I’ve heard a lot of atheists hypothesize that one of the reasons religion was invented was because people had to manage their fear of death.  If people believe that they will continue to live on in some fashion after death, it mitigates their fear of death.  Can the fear of death explain the origin of religion, or the origin of religious faith in people today?  Perhaps, but three points should be made.  

First, not all religions include conscious existence beyond the grave.  For example, in many Eastern religions absorption into the One (personal extinction) is the end of all things.  Clearly immortality is not the motivation for those religions and religious practitioners.  

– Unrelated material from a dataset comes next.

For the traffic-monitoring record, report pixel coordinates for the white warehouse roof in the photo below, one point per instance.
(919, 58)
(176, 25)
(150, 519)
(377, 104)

Secondly, so what?  Even if the origin of religious belief in humans is motivated by a fear of death and desire for personal immortality, that tells us nothing about whether or not religion is true or false or whether there is life beyond the grave.  Maybe humans fear death because it is unnatural (having originally been created by God for immortal life), and maybe humans desire immortality because we are immortal souls.  Simply identifying a motivation to believe X does nothing to tell us whether X is true or not. 

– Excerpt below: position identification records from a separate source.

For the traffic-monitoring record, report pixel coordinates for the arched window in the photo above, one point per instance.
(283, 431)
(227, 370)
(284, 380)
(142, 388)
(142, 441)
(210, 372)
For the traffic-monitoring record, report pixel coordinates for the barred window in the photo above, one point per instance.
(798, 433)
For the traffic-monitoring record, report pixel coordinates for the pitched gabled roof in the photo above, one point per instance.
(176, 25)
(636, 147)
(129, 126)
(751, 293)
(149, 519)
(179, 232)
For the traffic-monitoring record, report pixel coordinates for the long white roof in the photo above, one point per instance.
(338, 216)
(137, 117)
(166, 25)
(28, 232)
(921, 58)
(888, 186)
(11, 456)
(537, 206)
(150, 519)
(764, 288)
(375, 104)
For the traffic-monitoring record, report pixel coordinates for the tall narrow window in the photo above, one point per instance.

Thirdly, not all believers who follow religious traditions that offer immortality necessarily want immortality, and not all believers who follow religious traditions that offer immorality chose to follow that tradition because they feared death and/or wanted immortality.  In the way of a personal testimony, while I think heaven will be a great place, and I’d much rather go there than go to hell, I did not become a Christian because I feared death or wanted immortality.  Truth be told, part of me would prefer personal extinction upon death rather than an afterlife.  

So for all the atheists out there, when it comes to debating religion, focus on trying to demonstrate that religion is false before you try to speculate as to how people came to believe false ideas. Put another way, philosophize before you psychoanalyze.